1 Martin Coenen , KING, Les Dossiers de Phénix 2, p. 74, éd. Lefrancq, Bruxelles 1995.

2 Rage, Marche ou crève, Running Man ont été édités utérieurement. The Aftermath, Sword in the Darkness (Babylon here), Blaze ont été écrits avant Carrie, mais n'ont pas été publiés par King.

3 Un baiser dans le noir, in Edgar Morin, Stephen King, Trente années de terreur, 80.

4 King appartient à la tradition romanesque de Charles Brocken Brown (XVIIIè), d'Edgar Poe et Nathaniel Hawthorne (XIXè), de Weird Tales, la première revue à être consacrée à la littérature du surnaturel et de l'horreur, H.P. Lovecraft et Robert Bloch (milieu du XXe). King a des parentés évidentes avec Ray Bradbury, Fritz Leiber, Richard Matheson et Charles Beaumont. Il ne s'est d'ailleurs pas gêné pour emprunter à ces auteurs. Il reconnaît un certain nombre de ses emprunts dans Anatomie de l'horreur et Pages Noires, essai où il fait preuve d'une connaissance remarquable de la littérature du genre.

 37 The Mangler. Création : 1972. Première publication : décembre 1972. Fait partie du recueil Danse macabre (Night Shift).

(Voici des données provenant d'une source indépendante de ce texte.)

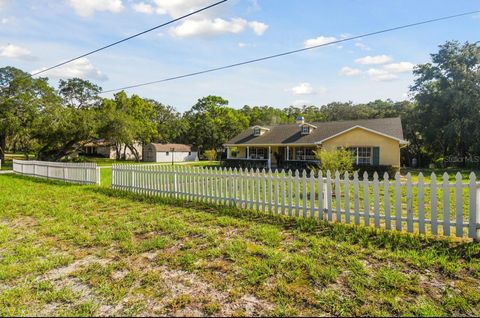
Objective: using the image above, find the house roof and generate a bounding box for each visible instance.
[225,117,406,145]
[83,139,115,147]
[150,143,192,152]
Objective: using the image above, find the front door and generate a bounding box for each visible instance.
[277,147,287,167]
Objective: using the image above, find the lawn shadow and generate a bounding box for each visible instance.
[90,187,480,261]
[0,173,93,187]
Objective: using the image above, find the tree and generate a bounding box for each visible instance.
[146,99,188,143]
[99,91,158,161]
[205,149,217,161]
[184,96,249,150]
[411,41,480,164]
[34,78,101,161]
[0,66,60,159]
[240,105,288,126]
[315,149,353,175]
[58,77,102,109]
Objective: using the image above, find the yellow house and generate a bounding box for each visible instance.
[224,117,408,168]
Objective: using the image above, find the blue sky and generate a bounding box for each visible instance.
[0,0,480,111]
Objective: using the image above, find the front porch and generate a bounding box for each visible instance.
[225,145,319,170]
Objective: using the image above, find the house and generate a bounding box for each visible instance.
[224,117,408,168]
[144,143,198,162]
[81,139,142,160]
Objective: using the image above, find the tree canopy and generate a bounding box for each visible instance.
[0,42,480,165]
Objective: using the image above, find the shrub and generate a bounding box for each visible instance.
[205,149,217,161]
[353,165,400,179]
[315,149,354,175]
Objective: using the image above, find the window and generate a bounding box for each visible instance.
[348,147,372,165]
[289,147,316,161]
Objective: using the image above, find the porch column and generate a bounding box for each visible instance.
[267,146,272,169]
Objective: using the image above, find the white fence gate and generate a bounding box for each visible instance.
[112,164,480,240]
[13,160,100,184]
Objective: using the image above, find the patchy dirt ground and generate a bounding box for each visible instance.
[31,252,274,317]
[0,176,480,316]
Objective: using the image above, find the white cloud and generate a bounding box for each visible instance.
[132,0,268,37]
[355,55,392,65]
[0,44,35,60]
[247,0,262,12]
[132,2,155,14]
[32,57,108,81]
[67,0,125,18]
[340,66,362,76]
[303,35,337,48]
[169,18,268,37]
[248,21,268,36]
[383,62,415,73]
[292,99,311,107]
[287,82,327,96]
[355,42,372,51]
[154,0,219,18]
[367,68,398,82]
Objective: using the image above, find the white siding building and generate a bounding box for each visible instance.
[82,139,142,160]
[143,143,198,162]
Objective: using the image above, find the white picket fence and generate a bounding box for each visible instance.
[112,164,480,240]
[13,160,100,184]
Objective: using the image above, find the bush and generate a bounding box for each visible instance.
[222,159,268,169]
[315,149,354,175]
[204,149,217,161]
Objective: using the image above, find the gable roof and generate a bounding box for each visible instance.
[225,117,406,146]
[149,143,192,152]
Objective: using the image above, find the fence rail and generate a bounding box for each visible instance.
[112,164,480,240]
[13,159,100,184]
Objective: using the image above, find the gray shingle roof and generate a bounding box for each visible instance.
[225,117,404,145]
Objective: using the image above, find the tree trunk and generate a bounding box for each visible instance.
[128,145,140,162]
[0,133,7,161]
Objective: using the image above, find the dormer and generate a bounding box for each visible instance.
[300,123,317,135]
[253,126,270,137]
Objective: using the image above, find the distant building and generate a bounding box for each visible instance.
[144,143,198,162]
[224,117,408,168]
[82,139,142,160]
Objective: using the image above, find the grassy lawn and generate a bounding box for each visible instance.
[0,175,480,316]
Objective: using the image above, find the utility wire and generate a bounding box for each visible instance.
[101,10,480,94]
[30,0,228,76]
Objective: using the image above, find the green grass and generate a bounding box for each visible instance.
[0,175,480,316]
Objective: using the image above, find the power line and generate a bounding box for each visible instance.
[102,10,480,94]
[30,0,228,76]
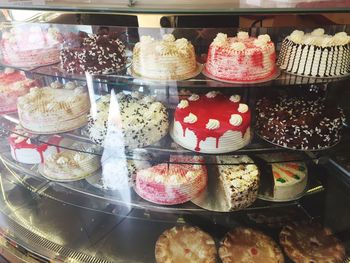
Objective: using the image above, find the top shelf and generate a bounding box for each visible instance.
[0,0,350,14]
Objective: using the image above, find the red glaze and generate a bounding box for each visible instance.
[175,93,251,151]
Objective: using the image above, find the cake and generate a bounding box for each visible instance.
[280,223,346,263]
[256,96,344,150]
[170,91,251,153]
[219,227,284,263]
[39,145,101,182]
[204,32,277,83]
[135,155,207,205]
[60,32,126,74]
[17,82,90,134]
[216,155,259,210]
[132,34,198,80]
[277,28,350,77]
[0,25,62,68]
[88,92,169,149]
[0,68,36,113]
[9,126,68,164]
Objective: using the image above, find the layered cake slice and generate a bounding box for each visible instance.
[204,32,277,82]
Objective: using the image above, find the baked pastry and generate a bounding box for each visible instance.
[256,97,345,150]
[219,227,284,263]
[135,155,208,205]
[17,82,90,134]
[60,32,126,74]
[280,223,345,263]
[0,68,37,113]
[88,92,169,149]
[277,28,350,77]
[132,34,198,80]
[9,126,69,164]
[170,91,251,153]
[216,155,259,210]
[0,25,63,68]
[155,225,217,263]
[205,32,277,82]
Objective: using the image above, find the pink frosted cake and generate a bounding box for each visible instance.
[135,155,207,205]
[0,26,62,68]
[0,69,36,114]
[204,32,277,82]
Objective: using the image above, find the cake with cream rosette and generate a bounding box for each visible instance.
[170,91,251,153]
[132,34,198,80]
[204,32,277,82]
[277,28,350,77]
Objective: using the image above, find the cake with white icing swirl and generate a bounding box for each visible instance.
[132,34,197,80]
[277,28,350,77]
[170,91,251,153]
[205,32,276,82]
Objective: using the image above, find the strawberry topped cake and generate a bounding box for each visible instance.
[170,91,251,153]
[204,32,277,82]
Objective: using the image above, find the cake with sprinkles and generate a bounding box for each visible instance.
[204,32,277,83]
[87,92,169,149]
[256,96,345,150]
[170,91,251,153]
[277,28,350,77]
[60,32,126,74]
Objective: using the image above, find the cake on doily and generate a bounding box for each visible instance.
[0,68,37,113]
[277,28,350,77]
[17,82,90,134]
[135,155,208,205]
[280,223,346,263]
[60,32,126,74]
[170,91,251,153]
[256,96,344,150]
[132,34,198,80]
[155,225,217,263]
[88,92,169,151]
[216,155,259,210]
[9,126,68,164]
[219,227,284,263]
[0,26,62,67]
[205,32,277,82]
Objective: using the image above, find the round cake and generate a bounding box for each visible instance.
[132,34,199,80]
[155,225,217,263]
[135,155,208,205]
[0,26,62,68]
[9,126,68,164]
[88,92,169,149]
[17,82,90,134]
[219,227,284,263]
[170,91,251,153]
[216,155,259,210]
[256,97,344,150]
[60,32,126,74]
[205,32,277,83]
[280,223,346,263]
[0,68,36,113]
[277,28,350,77]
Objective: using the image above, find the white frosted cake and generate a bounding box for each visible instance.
[17,82,90,134]
[277,28,350,77]
[88,92,169,151]
[132,34,197,80]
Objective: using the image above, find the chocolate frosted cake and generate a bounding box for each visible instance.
[60,32,126,74]
[256,97,344,150]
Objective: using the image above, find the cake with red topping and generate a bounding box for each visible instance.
[135,155,208,205]
[219,227,284,263]
[0,26,62,68]
[204,32,277,82]
[170,91,251,153]
[0,68,36,113]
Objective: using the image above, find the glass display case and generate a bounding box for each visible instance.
[0,0,350,263]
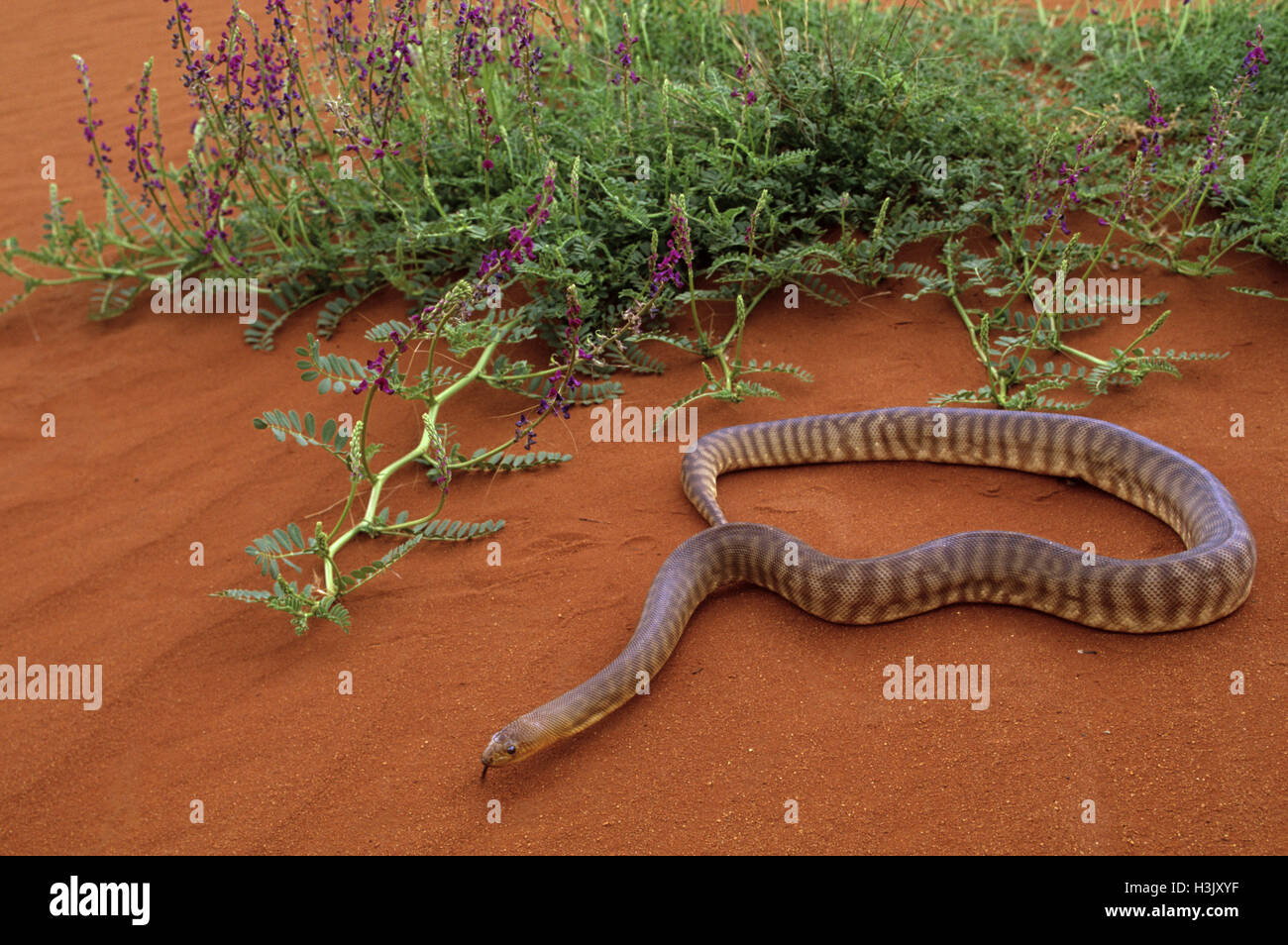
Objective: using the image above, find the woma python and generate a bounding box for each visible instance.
[483,407,1257,777]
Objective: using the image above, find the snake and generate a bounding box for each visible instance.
[483,407,1257,778]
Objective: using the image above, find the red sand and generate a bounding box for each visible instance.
[0,0,1288,854]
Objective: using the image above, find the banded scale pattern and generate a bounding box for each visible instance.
[483,407,1256,775]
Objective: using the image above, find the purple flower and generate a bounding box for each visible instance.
[612,19,640,85]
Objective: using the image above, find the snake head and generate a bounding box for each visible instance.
[483,721,536,774]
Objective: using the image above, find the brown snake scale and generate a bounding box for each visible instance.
[483,407,1257,775]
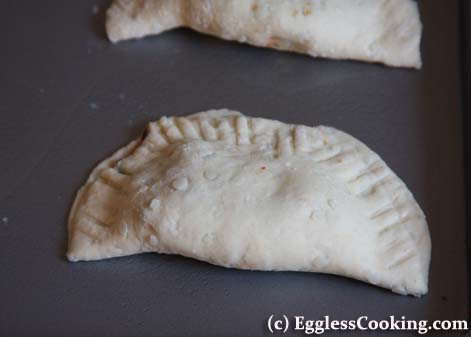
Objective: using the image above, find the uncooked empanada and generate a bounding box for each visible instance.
[106,0,422,68]
[68,110,431,296]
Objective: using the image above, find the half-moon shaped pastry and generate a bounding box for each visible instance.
[67,110,431,296]
[106,0,422,68]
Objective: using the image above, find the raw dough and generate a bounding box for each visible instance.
[106,0,422,68]
[68,110,431,296]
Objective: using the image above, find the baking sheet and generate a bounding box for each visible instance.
[0,0,468,336]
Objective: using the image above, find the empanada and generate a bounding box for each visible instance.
[68,110,431,296]
[106,0,422,68]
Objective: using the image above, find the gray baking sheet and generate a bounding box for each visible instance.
[0,0,468,336]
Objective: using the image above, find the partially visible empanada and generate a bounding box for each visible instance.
[68,110,431,296]
[106,0,422,68]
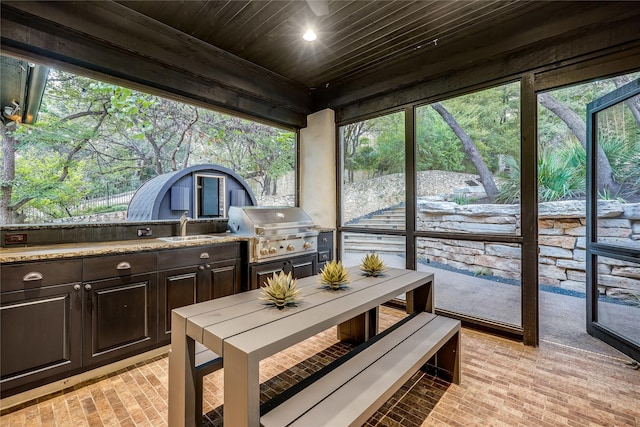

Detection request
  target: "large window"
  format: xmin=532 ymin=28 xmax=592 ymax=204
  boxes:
xmin=416 ymin=83 xmax=520 ymax=234
xmin=415 ymin=83 xmax=522 ymax=327
xmin=0 ymin=58 xmax=296 ymax=225
xmin=340 ymin=112 xmax=406 ymax=229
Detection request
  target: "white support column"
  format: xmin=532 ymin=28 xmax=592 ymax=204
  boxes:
xmin=299 ymin=109 xmax=337 ymax=228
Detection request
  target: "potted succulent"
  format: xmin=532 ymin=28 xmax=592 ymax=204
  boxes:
xmin=360 ymin=253 xmax=387 ymax=277
xmin=320 ymin=261 xmax=351 ymax=289
xmin=260 ymin=271 xmax=300 ymax=310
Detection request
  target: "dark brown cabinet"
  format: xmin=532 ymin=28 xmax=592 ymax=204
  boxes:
xmin=158 ymin=243 xmax=242 ymax=342
xmin=0 ymin=242 xmax=247 ymax=397
xmin=249 ymin=253 xmax=318 ymax=289
xmin=82 ymin=252 xmax=157 ymax=366
xmin=0 ymin=260 xmax=83 ymax=395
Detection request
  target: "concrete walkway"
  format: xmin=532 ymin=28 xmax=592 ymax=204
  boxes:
xmin=343 ymin=252 xmax=640 ymax=358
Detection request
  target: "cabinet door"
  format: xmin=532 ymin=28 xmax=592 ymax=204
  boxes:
xmin=158 ymin=266 xmax=198 ymax=341
xmin=83 ymin=274 xmax=157 ymax=365
xmin=209 ymin=259 xmax=242 ymax=299
xmin=249 ymin=253 xmax=317 ymax=289
xmin=0 ymin=283 xmax=82 ymax=396
xmin=249 ymin=261 xmax=284 ymax=289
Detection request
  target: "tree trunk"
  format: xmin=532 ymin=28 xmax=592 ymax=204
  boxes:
xmin=431 ymin=102 xmax=498 ymax=203
xmin=613 ymin=76 xmax=640 ymax=126
xmin=0 ymin=121 xmax=16 ymax=225
xmin=538 ymin=93 xmax=620 ymax=194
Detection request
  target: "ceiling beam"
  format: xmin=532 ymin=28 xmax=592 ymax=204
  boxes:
xmin=0 ymin=1 xmax=311 ymax=128
xmin=324 ymin=2 xmax=640 ymax=122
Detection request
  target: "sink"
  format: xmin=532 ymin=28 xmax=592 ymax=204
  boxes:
xmin=158 ymin=234 xmax=219 ymax=242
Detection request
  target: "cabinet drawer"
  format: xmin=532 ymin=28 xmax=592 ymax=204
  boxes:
xmin=158 ymin=243 xmax=240 ymax=270
xmin=318 ymin=231 xmax=333 ymax=251
xmin=0 ymin=259 xmax=82 ymax=292
xmin=82 ymin=252 xmax=158 ymax=282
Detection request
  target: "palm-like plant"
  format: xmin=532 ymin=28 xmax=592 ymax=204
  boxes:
xmin=260 ymin=271 xmax=300 ymax=310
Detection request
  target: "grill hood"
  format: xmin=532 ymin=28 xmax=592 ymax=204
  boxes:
xmin=229 ymin=206 xmax=313 ymax=236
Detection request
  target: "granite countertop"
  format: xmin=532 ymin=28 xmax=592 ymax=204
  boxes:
xmin=0 ymin=233 xmax=248 ymax=264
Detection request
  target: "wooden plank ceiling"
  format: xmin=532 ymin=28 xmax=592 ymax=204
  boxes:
xmin=5 ymin=0 xmax=640 ymax=127
xmin=119 ymin=0 xmax=549 ymax=89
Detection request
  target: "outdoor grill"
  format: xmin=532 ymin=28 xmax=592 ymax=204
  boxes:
xmin=229 ymin=206 xmax=319 ymax=263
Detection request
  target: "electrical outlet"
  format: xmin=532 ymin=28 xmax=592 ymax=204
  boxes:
xmin=138 ymin=227 xmax=153 ymax=237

39 King donne le nom par souci de réalisme, une Hadley Watson Model-6, modèle connu, pour créer une opposition plus importante encore avec le caractère surnaturel que prendra la machine.

40 Les symboles thériomorphes sont liés à la croyance universelle d'une puissance maléfique de certains animaux, ou à leur valorisation.

41 Avec des remarques identiques sur la peur de passer pour un esprit dérangé : "Devons-nous trouver un prêtre pour l'exorciser? Jackson grogna : - Tu vas en passer pas mal en revue avant d'en trouver un qui ne te collera pas un opuscule entre les mains le temps d'aller téléphoner à l'asile le plus proche."(126)

42 Préface de Histoires mécaniques, Librairie Générale Française, 1985, Livre de Poche n° 3820, 9.